DSC02790Stories about his simplicity abounded and sometimes made headlines.

Sometime in the early 1980s, he was honoured by the Haryana Chief Minister Bhajan Lal and presented with a brand new Ambassador car. The next day, The Tribune ran a headline carrying the story. Accompanying it was a picture of the new car… with Nek Chand riding by on his bicycle. Perhaps he did not have the money for the fuel, or more likely did not know how to drive a car.

Nek Chand with his bicycle (click to enlarge)

Nek Chand had a special relationship with his bicycle, which was displayed in the Rock Garden, though I haven’t seen it myself. Nek Chand credited his fame to this bicycle since it was a loyal partner on his otherwise lonely journey to build the rock garden. He commented thus on the bicycle on which he hauled the waste material to the site which later became the Rock Garden.

I used to work alone in the jungle and my bicycle was the only means for me to get out safely. My family was very harried by this bicycle. My wife was upset with it because she did not like me running around. So much so, that she refused to even sit on it, but for me, it was my true friend on an otherwise lonely journey.

Nek Chand embodied the real, living India unlike the artificiality of the European façade of Chandigarh where the poor have no space to live. This is unlike other towns and cities where the poor have spaces close to, if not next to, the rich. The post- British rulers of India yearned for a neat and clean city yet despised the poor who would maintain it so. There is a clear class character in the very structure of the city with the north-to-south gradient which serves as an economic gradient as well.DSC03767

Nek Chand’s rock garden provided a way for the rubble and waste to reclaim a corner of the city. The fact he was allowed to legalize this space and even convert it into a famous landmark was both a concession as well as an assertion — that, while the rubble could come to the city, it could do so only as an aesthetic memento. As for the poor and those who maintain the cleanliness of the city, they still have no space, pushed as they are into quaintly-named villages like Daddu and Mani Majra.

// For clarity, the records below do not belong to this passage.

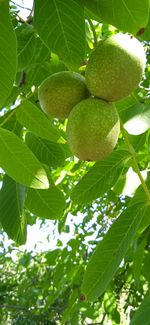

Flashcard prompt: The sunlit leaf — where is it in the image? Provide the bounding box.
[16,100,60,142]
[34,0,85,69]
[71,150,130,204]
[0,175,26,244]
[25,185,66,219]
[0,128,49,188]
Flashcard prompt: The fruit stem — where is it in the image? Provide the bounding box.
[0,93,33,127]
[87,18,97,48]
[120,123,150,201]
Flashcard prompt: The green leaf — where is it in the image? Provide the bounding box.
[34,0,85,69]
[16,100,60,142]
[0,175,26,245]
[25,132,66,167]
[71,150,130,204]
[0,1,17,107]
[86,0,149,34]
[130,295,150,325]
[82,199,150,301]
[0,128,49,188]
[124,104,150,135]
[133,236,147,281]
[25,185,66,219]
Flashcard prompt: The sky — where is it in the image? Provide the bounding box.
[13,0,33,19]
[1,0,147,251]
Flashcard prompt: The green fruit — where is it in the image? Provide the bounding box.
[66,98,120,161]
[38,71,89,118]
[85,33,146,101]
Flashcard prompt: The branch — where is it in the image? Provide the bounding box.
[10,1,32,12]
[121,123,150,201]
[87,18,97,48]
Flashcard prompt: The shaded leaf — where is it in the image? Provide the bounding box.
[0,175,26,245]
[16,101,60,142]
[71,150,130,204]
[34,0,85,69]
[124,104,150,135]
[86,0,149,34]
[25,185,66,219]
[25,132,66,167]
[82,198,150,301]
[0,1,17,107]
[133,236,147,281]
[0,128,49,188]
[130,295,150,325]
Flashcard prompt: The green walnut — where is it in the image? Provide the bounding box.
[66,98,120,161]
[38,71,89,118]
[85,33,146,101]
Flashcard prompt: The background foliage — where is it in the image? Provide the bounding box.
[0,0,150,325]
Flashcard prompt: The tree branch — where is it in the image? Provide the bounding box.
[121,123,150,201]
[87,18,97,48]
[10,0,32,12]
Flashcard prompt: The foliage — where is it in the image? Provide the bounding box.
[0,0,150,325]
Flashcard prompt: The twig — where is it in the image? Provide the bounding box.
[121,123,150,201]
[10,0,32,12]
[87,18,97,48]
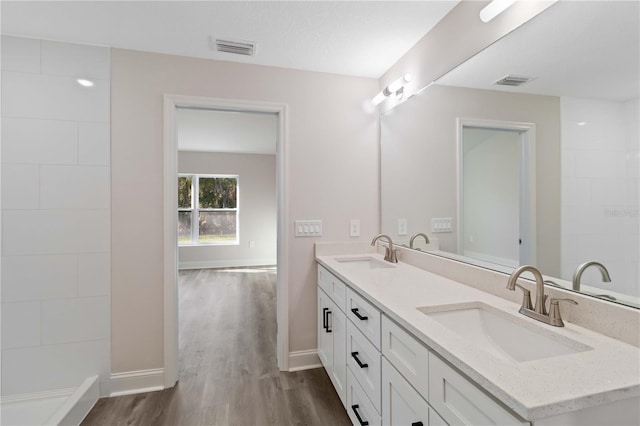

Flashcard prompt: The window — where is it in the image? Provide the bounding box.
[178,174,238,245]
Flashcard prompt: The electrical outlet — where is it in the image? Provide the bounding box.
[398,219,407,235]
[294,220,322,237]
[431,217,453,233]
[349,219,360,237]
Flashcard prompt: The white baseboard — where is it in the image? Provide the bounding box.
[289,349,322,371]
[178,259,276,270]
[107,368,164,397]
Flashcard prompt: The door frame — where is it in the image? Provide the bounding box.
[163,94,289,388]
[456,117,537,265]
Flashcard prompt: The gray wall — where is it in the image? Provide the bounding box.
[178,151,277,269]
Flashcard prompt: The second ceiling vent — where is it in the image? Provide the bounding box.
[209,37,256,56]
[493,75,533,86]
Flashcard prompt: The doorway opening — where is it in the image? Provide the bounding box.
[458,119,536,267]
[164,95,289,387]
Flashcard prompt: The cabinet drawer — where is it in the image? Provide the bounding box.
[346,288,380,350]
[429,353,529,426]
[382,358,430,426]
[381,315,429,399]
[347,321,381,413]
[347,369,381,426]
[318,265,347,312]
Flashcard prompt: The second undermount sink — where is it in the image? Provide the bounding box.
[418,302,592,362]
[335,256,395,271]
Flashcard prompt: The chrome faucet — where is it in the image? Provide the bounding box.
[371,234,398,263]
[571,261,611,291]
[507,265,578,327]
[409,232,429,250]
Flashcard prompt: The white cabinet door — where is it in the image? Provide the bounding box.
[318,287,333,375]
[347,321,382,412]
[429,352,530,426]
[318,287,347,405]
[346,369,381,426]
[381,315,429,399]
[382,357,430,426]
[329,304,347,406]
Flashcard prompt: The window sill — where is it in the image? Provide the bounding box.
[178,241,240,247]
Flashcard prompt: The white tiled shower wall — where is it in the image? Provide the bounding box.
[1,36,111,396]
[561,98,640,296]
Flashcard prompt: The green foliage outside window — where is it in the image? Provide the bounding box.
[178,175,238,244]
[198,177,237,209]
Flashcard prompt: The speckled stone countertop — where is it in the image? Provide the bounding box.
[316,253,640,421]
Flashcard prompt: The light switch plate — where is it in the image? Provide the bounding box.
[398,218,407,235]
[431,217,453,234]
[294,220,322,237]
[349,219,360,237]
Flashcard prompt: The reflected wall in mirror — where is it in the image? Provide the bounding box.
[381,1,640,307]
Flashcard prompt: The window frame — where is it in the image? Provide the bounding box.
[176,173,240,247]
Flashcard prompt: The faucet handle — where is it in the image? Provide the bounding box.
[384,247,398,263]
[549,298,578,327]
[516,284,533,311]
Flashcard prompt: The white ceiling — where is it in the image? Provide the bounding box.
[438,1,640,101]
[0,0,458,78]
[176,108,278,154]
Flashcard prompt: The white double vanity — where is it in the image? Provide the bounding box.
[316,244,640,426]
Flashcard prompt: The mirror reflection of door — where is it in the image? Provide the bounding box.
[460,126,529,267]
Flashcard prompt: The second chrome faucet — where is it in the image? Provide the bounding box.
[371,234,398,263]
[507,265,578,327]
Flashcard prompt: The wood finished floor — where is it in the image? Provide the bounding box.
[82,269,350,426]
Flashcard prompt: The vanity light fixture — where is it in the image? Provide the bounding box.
[371,74,411,106]
[480,0,516,24]
[76,78,95,87]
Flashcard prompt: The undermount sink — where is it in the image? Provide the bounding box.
[335,256,394,271]
[418,302,592,362]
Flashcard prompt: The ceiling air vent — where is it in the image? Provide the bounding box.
[493,75,533,86]
[209,38,256,56]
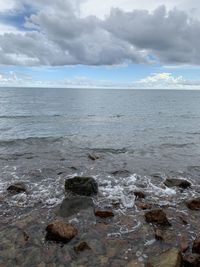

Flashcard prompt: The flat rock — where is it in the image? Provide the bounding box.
[192,236,200,254]
[74,242,91,253]
[46,221,78,243]
[57,196,94,218]
[134,191,146,198]
[187,197,200,210]
[7,182,26,194]
[183,253,200,267]
[145,209,171,226]
[65,176,98,196]
[94,209,114,218]
[164,178,191,189]
[146,248,182,267]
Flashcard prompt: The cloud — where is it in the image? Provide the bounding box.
[0,0,200,66]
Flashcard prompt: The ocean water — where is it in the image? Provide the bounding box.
[0,88,200,267]
[0,88,200,217]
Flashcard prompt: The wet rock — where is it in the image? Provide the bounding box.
[183,253,200,267]
[164,178,191,189]
[46,221,78,243]
[134,191,146,198]
[155,229,165,241]
[180,236,189,253]
[145,209,171,226]
[146,248,182,267]
[94,209,114,218]
[74,242,91,253]
[88,153,101,161]
[135,202,152,210]
[192,236,200,254]
[7,182,26,194]
[111,170,130,177]
[65,176,98,196]
[187,197,200,210]
[57,197,94,218]
[126,260,144,267]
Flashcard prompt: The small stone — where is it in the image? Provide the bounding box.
[187,197,200,210]
[145,209,171,226]
[7,182,26,194]
[155,229,164,241]
[74,242,91,253]
[65,176,98,196]
[164,178,191,189]
[134,191,146,198]
[183,253,200,267]
[192,237,200,254]
[146,248,182,267]
[135,202,152,210]
[94,209,114,218]
[46,221,78,243]
[88,153,100,161]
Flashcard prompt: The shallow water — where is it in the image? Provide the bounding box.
[0,88,200,266]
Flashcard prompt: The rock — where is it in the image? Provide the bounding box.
[46,221,78,243]
[146,248,182,267]
[7,182,26,194]
[180,236,189,253]
[126,260,144,267]
[74,242,91,253]
[164,178,191,189]
[65,176,98,196]
[134,191,146,198]
[135,202,152,210]
[88,153,100,161]
[94,209,114,218]
[183,253,200,267]
[187,197,200,210]
[111,170,130,177]
[155,229,164,241]
[145,209,171,226]
[57,197,94,218]
[192,237,200,254]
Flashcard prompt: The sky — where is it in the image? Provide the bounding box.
[0,0,200,89]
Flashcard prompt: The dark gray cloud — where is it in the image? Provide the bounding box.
[0,0,200,66]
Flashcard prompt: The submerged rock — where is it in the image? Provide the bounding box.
[164,178,191,189]
[7,182,26,194]
[65,176,98,196]
[146,248,182,267]
[57,197,94,218]
[187,197,200,210]
[192,236,200,254]
[145,209,171,226]
[134,191,146,198]
[94,209,114,218]
[183,253,200,267]
[46,221,78,243]
[74,242,91,253]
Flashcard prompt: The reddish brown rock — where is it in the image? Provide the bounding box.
[183,253,200,267]
[134,191,146,198]
[145,209,171,226]
[46,221,78,243]
[187,197,200,210]
[135,202,152,210]
[74,242,91,253]
[94,209,114,218]
[192,239,200,254]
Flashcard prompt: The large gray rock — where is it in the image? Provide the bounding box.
[164,178,191,189]
[65,176,98,196]
[57,197,94,218]
[146,248,182,267]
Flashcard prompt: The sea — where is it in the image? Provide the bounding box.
[0,88,200,266]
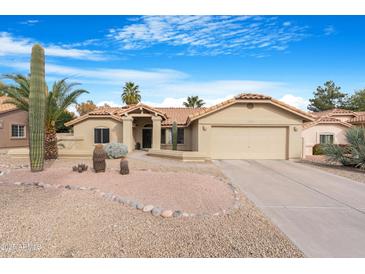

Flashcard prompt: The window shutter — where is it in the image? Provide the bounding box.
[94,128,101,144]
[103,128,109,144]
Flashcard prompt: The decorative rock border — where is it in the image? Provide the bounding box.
[6,174,241,218]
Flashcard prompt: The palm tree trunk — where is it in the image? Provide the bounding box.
[44,126,58,160]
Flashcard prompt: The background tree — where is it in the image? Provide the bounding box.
[4,74,88,159]
[183,96,205,108]
[346,89,365,111]
[122,82,141,105]
[76,100,96,116]
[308,81,347,112]
[0,81,6,96]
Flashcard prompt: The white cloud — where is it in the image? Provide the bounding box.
[0,62,188,85]
[0,32,105,61]
[108,16,307,55]
[20,19,39,26]
[0,62,302,109]
[280,94,309,110]
[323,25,336,36]
[96,101,122,107]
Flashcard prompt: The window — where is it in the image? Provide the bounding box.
[11,125,25,138]
[319,134,333,144]
[161,128,166,144]
[177,128,184,145]
[94,128,109,144]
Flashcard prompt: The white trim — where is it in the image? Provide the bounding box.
[93,127,110,145]
[10,123,27,140]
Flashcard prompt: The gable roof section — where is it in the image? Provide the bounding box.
[0,96,17,113]
[156,107,205,126]
[311,108,359,117]
[303,116,352,128]
[65,104,167,127]
[348,114,365,124]
[187,93,315,124]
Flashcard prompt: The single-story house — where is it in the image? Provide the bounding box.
[0,96,28,148]
[302,108,365,157]
[63,93,315,159]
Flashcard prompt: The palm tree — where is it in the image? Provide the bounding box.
[0,74,88,159]
[183,96,205,108]
[0,81,5,96]
[122,82,141,105]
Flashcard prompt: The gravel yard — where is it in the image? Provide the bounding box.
[0,184,302,257]
[0,152,303,257]
[2,168,234,214]
[301,156,365,183]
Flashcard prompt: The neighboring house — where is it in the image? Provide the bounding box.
[0,96,28,148]
[302,109,365,157]
[63,94,315,159]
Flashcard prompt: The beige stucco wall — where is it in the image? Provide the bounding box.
[190,121,199,151]
[0,110,29,148]
[193,103,303,159]
[161,126,192,151]
[74,118,123,151]
[331,115,354,122]
[133,117,152,148]
[302,124,348,156]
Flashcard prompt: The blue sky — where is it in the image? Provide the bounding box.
[0,16,365,109]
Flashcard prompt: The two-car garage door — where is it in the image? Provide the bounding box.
[211,126,287,159]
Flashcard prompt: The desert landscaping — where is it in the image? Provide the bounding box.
[0,152,303,257]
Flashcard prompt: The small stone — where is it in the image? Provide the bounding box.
[151,207,162,217]
[129,201,137,208]
[161,209,174,218]
[136,202,144,210]
[172,210,182,218]
[116,197,124,204]
[143,205,154,212]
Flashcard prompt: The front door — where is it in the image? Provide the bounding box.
[142,128,152,148]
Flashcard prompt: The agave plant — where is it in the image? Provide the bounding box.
[322,127,365,169]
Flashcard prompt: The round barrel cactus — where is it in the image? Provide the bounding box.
[104,143,128,159]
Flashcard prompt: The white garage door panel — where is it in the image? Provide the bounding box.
[211,127,287,159]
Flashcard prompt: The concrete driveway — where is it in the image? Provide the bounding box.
[214,160,365,257]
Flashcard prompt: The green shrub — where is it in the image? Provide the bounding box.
[104,143,128,159]
[322,127,365,169]
[312,144,324,155]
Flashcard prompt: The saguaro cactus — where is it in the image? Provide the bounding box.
[29,44,47,172]
[172,122,177,150]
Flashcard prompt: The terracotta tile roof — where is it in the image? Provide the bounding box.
[66,93,315,126]
[311,108,357,117]
[348,114,365,124]
[156,107,204,126]
[0,96,17,113]
[65,104,192,126]
[188,93,315,123]
[234,93,272,100]
[303,116,352,128]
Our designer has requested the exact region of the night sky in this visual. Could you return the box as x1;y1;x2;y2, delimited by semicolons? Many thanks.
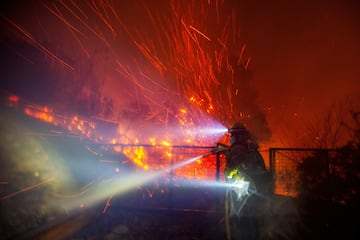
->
0;0;360;146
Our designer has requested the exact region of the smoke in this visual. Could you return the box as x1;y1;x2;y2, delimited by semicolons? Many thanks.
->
1;1;360;146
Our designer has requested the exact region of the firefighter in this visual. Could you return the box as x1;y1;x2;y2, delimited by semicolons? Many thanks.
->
224;123;269;239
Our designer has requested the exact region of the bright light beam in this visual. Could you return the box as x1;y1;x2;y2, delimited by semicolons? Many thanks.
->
68;152;212;209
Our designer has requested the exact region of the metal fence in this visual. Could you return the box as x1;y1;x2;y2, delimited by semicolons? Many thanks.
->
269;148;336;197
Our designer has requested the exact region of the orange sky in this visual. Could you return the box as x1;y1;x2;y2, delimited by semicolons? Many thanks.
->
1;0;360;147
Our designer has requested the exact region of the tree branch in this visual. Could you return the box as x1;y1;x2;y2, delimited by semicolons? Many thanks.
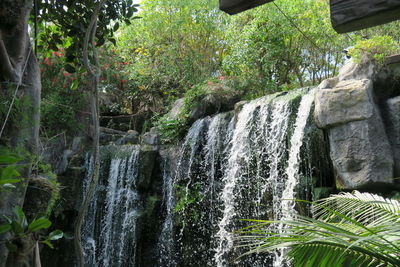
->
74;0;105;267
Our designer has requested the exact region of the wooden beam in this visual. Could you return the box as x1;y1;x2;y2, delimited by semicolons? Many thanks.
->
330;0;400;33
219;0;274;15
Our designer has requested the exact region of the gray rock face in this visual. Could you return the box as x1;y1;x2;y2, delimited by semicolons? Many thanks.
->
168;98;184;120
115;130;139;145
315;79;374;128
315;74;394;189
387;96;400;177
188;85;240;123
143;127;160;146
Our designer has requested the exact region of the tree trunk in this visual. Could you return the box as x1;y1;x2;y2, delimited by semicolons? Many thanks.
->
0;0;41;267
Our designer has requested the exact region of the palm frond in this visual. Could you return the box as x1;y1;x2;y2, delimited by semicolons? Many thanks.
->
237;191;400;267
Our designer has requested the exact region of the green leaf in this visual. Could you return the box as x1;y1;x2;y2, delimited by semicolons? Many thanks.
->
0;155;21;165
6;242;18;252
11;221;24;235
28;218;51;232
46;230;64;241
0;179;21;186
113;22;119;32
71;79;79;90
13;207;28;229
1;165;21;180
0;224;11;234
40;240;54;248
0;182;17;189
64;232;74;240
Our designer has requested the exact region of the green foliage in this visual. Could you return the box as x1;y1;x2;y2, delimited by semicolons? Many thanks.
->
155;83;209;144
38;0;138;72
117;0;229;118
39;49;86;136
238;191;400;267
0;148;21;193
174;184;203;227
349;35;399;65
180;83;209;117
155;115;188;144
0;207;64;252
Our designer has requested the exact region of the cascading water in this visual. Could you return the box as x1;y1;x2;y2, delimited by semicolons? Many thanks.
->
83;89;324;267
82;146;141;266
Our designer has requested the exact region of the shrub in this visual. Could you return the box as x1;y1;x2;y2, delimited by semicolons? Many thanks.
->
349;35;399;65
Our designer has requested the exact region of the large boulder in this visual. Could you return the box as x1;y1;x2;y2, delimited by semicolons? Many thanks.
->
386;96;400;177
315;75;394;189
167;84;241;124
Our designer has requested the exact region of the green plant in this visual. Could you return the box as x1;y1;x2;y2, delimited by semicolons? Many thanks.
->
349;35;399;65
0;148;21;192
0;207;64;252
238;191;400;267
155;115;188;144
174;184;203;227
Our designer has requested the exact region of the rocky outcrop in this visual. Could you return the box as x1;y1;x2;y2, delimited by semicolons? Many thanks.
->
386;96;400;177
315;62;396;189
167;84;240;124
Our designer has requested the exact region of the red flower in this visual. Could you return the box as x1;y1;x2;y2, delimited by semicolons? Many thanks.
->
44;57;51;66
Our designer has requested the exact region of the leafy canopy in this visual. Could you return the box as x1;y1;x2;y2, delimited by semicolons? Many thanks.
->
238;191;400;267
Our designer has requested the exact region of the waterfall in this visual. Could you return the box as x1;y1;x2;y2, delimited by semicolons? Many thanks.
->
82;89;322;267
273;89;315;267
157;157;177;267
83;146;141;266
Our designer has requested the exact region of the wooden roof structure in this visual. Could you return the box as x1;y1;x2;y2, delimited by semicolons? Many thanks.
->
219;0;400;33
330;0;400;33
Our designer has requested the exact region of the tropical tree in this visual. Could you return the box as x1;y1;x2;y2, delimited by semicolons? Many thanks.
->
238;191;400;267
117;0;229;112
223;0;349;95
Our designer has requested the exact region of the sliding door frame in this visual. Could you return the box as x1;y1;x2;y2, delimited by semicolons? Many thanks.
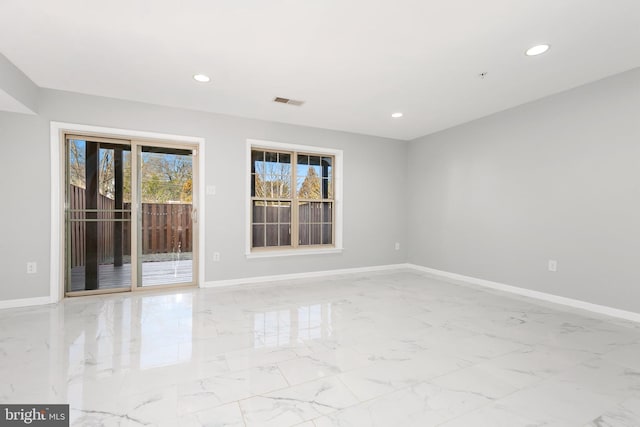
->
49;122;205;303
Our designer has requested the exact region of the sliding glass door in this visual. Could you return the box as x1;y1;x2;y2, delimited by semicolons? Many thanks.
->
137;145;197;286
65;135;198;296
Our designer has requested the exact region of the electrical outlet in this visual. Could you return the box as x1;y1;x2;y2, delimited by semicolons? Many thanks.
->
27;261;38;274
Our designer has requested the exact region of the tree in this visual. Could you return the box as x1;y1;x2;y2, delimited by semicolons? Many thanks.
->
180;178;193;203
298;168;322;199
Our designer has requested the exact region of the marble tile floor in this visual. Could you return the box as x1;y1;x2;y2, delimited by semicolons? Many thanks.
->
0;270;640;427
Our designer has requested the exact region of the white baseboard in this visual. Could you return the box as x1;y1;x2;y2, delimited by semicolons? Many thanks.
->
200;264;411;288
407;264;640;322
0;297;51;310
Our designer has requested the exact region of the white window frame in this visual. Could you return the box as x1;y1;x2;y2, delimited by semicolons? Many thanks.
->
244;139;344;259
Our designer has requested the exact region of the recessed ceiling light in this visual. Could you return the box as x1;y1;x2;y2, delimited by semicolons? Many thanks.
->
193;74;211;83
525;44;549;56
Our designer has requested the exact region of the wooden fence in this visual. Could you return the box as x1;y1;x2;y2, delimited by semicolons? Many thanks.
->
69;185;193;267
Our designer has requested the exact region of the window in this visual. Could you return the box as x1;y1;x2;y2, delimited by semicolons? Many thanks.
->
248;141;341;254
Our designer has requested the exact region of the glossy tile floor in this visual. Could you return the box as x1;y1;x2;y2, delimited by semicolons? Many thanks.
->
0;271;640;427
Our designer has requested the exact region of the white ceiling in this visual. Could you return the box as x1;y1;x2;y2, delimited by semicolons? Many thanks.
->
0;0;640;139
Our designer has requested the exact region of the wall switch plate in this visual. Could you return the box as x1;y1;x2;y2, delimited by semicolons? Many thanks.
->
27;262;38;274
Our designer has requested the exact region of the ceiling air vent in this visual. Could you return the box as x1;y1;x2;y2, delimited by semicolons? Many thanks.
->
273;96;304;107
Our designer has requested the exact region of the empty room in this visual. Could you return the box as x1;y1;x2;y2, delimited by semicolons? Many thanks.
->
0;0;640;427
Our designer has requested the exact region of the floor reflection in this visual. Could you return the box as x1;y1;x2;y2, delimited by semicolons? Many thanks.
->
254;303;332;348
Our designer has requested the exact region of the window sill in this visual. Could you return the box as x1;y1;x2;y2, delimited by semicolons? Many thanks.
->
246;248;343;259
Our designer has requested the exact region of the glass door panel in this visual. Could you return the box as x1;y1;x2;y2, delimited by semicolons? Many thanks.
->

Update: Times of India (Chandigarh edition) carries a follow up story regarding Nek Chand’s biycle, written by Sarika Sharma. The story makes a reference to this blog post. Here is the story:

CHANDIGARH: Nek Chand is gone. Left behind is his longtime companion, whom he often credited as his equal partner behind Rock Garden’s creation. It took him into the deep jungle where he worked. He ferried stones on it, went around town scouting for waste material. He called it his companion on otherwise lonely journeys to the making of Rock Garden. That was Nek Chand’s bicycle.

When the bicycle was put on display some years ago, Nek Chand had shared, while interacting with media, how he would travel various kilometres on his bicycle collecting material for Rock Garden. He said his family was a lot harassed with the bicycle. “My wife didn’t like the running around that I did on it. She hated it and never sat on it,” he had said, bemusedly. But for Nek Chand, the bicycle was special. “It has been my true friend, stayed with me through what were mostly lonely journeys,” he had said.

Canada-based translator Bhupinder Singh shares on his blog many a stories that he grew up on about Nek Chand and his bicycle. “Sometime in the early 1980s, he was honoured by then Haryana chief minister Bhajan Lal and presented with a brand new Ambassador car. The next day, an English daily ran a headline carrying the story. Accompanying it was a picture of the new car with Nek Chand riding by on his bicycle. Perhaps he did not have the money for the fuel, or more likely did not know how to drive a car,” writes Singh.

The bicycle now lies in a store at Rock Garden, dust-laden. The tyres are flat, the chain hangs loose. An SDO on duty at the site says Nek Chand would come to work on this bicycle for many decades, but was totally worn out by the end. “Last year, a leading cycle brand gifted him one,” he says, but is not sure if he rode it. However, he knows that this old bicycle will always be special for people who saw Nek Chand ride in to Rock Garden on it, in rain, sun and fog.